As long as you remain within the confines of the state’s fishing season laws, there’s really no bad time to fly fish New Hampshire. The Saco can be a bit tied up with “rubber hatches” (tubes and canoes) during the hottest months of the summer, but closer to spring and fall are you best bet for trout anyway.
The best time to fly fish the Androscoggin is from mid-May to June, and then again from September to October once the water temperature has cooled a bit.
What You Will Need When You Get There?
Bring your waders, a wide-brim hat, rain jacket, polarized sunglasses, a vest or pack, a first aid kit, and nippers and other basic accessories.
Experts recommend a 9-foot 5-6 weight rod with a 6-foot leader and 2X tippet for the Saco River. For the Androscoggin, a 9-foot 5 weight with a 9-foot leader and 4X tippet should do.
For flies, you’ll want streamers, nymphs, emergers, muddlers, San Juan worms, midges, pheasant tails, baitfish, woolly buggers, minnows, sculpins, caddis, and alder flies.
On the Androscoggin specifically – use olive woolly buggers in winter, as well as stoneflies, sculpins, or grey ghost streamers. Pre-hatch in the spring you’ll want to stick to #10 or smaller hare’s ears or pheasant tails, or white and olive woolly buggers. Summertime brings a need for dry flies like stimulators, or you can try a stonefly nymph subsurface. Streamers are good for fall, as are blue-winged olive imitators.

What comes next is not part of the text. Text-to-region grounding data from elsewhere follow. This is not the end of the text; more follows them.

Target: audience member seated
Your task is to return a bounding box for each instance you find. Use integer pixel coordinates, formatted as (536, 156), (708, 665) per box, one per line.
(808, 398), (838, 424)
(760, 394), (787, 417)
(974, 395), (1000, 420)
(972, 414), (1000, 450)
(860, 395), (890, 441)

Any person age 16 or above will also need to have a fishing license from the New Hampshire Department of Fish and Game. Residents may purchase a freshwater license for $45, while non-residents will pay $63. Seniors get a discount on their license. Non-residents have the option of purchasing a one-day, three-day, or seven-day fishing license, for the cost of $15, $28, and $35 respectively, while residents may purchase a one-day fishing permit for $10.
In order to fish in coastal or estuary saltwaters, you must purchase a recreational saltwater fishing license. The cost is the same for residents and non-residents, at $11. The great thing about the saltwater license is that it entitles you to fish in the coastal and estuary waters along the Massachusetts and Maine coasts as well as NH.
There are various regulations governing the fishing of New Hampshire waters, based upon fish type and body of water. The state maintains a fairly comprehensive website with information on their fisheries management, fish species, trout stocking, fishing locations, along with a slew of other useful information to anyone looking to practice wildlife sport in the state.
The entire New England coast is a picturesque visage worthy of seeing even if you don’t like to fish. But if you do, New Hampshire will definitely keep you on your toes, with rivers, streams, and lakes packed with trout and other game fish, and scenery that is among the most stunning in the whole country. Pack up a rod or two and hit the road for a fly fishing trip to New Hampshire.